In the meantime, Keck continued to improve upon the fiber he had invented. He replaced the titanium oxide glass of 1970 with germanium oxide doped glass, and eventually achieved a consistent 4 db/km attenuation in June 1972. By the end of the 1970s, Keck had four critical inventions which secured Corning's place as frontrunner in the optical fiber revolution: fused silica doped with titanium; fused silica doped with germanium; the inside vapor deposition, or IV process, for making fiber; and the outside vapor deposition, or OV process, for making fiber, which would ultimately become the leading manufacturing method.

By 1979, Corning was mass-producing the refined optical fiber invented by Keck in Wilmington, North Carolina.

He was elected editor-in-chief of Journal of Lightwave Technology in 1989, a position he held until 1994. After beginning as a senior research scientist in 1968, almost 30 years later, in April 1997, Corning appointed Keck the division vice president of core technology, optics and photonics – science and technology.

Keck retired from Corning in 2002. At the time of his retirement he held the position of vice president and director of research. Immediately after his retirement, Keck helped establish the Infotonics Technology Center in Canandaigua (town), New York, a collaborative organization between private industry and government focused on photonics and nanotechnology innovation. Due to his expertise in both photonics and research management, he was elected the first chief technology officer of Infotonics, a position he held briefly.

==Personal==
Keck and his wife Ruth currently reside in Big Flats, New York, outside of Corning.
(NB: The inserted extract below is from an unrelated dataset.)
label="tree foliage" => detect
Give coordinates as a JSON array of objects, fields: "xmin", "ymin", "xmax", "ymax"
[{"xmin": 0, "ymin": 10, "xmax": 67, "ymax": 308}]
He has two adult children, both of whom are also involved in technological fields: Lynne Vaia, a civil engineer, and Brian Keck, a software expert. He is involved in local philanthropy in Corning, holding board membership for the American Red Cross, the Community Foundation, and the Science Center. In addition to still consulting for Infotonics, Keck remains active in the science community, serving on the oversight board for the National Institute of Standards and Technology, the IPO Education Foundation Board of Directors, as well as holding the position of vice-chair of the National Inventors Hall of Fame Board of Directors. Furthermore, Keck is a benefactor of his alma mater, Michigan State University, where he also currently sits on the advisory board for the university's College of Natural Science, of which he was a graduate.

==Awards and honors==
Keck's alma mater, Michigan State University, named him a Distinguished Alumnus, and Rensselaer Polytechnic Institute granted him an honorary degree in 2004. In 1992, he received the John Tyndall Award from The Optical Society and IEEE Photonics Society. The Optical Society has also elected him a Fellow in 1972 and Honorary Member in 2012, the Society's most distinguished of all member categories. For his discovery of low-loss optical fiber in particular, Keck was inducted into the National Inventors Hall of Fame in 1993, after which he served as President of the National Inventors Hall of Fame Foundation. Also in 1993, Keck was elected a member of the National Academy of Engineering for invention and development of manufacturing methods of low-attenuation glass fibers for optical communication.

He is also a recipient of the Department of Commerce American Innovator Award and the SPIE Technology Achievement Award. For his work with photonics, Keck was honored with Laurin Publishing's Distinction in Photonics Award in 2002.

In 2000, U.S. President Bill Clinton awarded Keck, along with his fellow Corning researchers Maurer and Schultz, the nation's highest honor for innovators, the National Medal of Technology. Their award citation read: "Their invention has enabled the telecommunications revolution, rapidly transformed our society, the way we work, learn and live – and our expectations for the future. It is the basis for one of the largest, most dynamic industries in the world today."

==Patents==
Keck acquired 36 U.S. patents and authored more than 150 papers in the areas of optical fibers and fiber components. Selected patents are listed below:

- (1972-05) Maurer, et al., "Fused Silica Optical Waveguide."
- (1973-01) Keck, et al., "IV Method of producing optical waveguide fibers."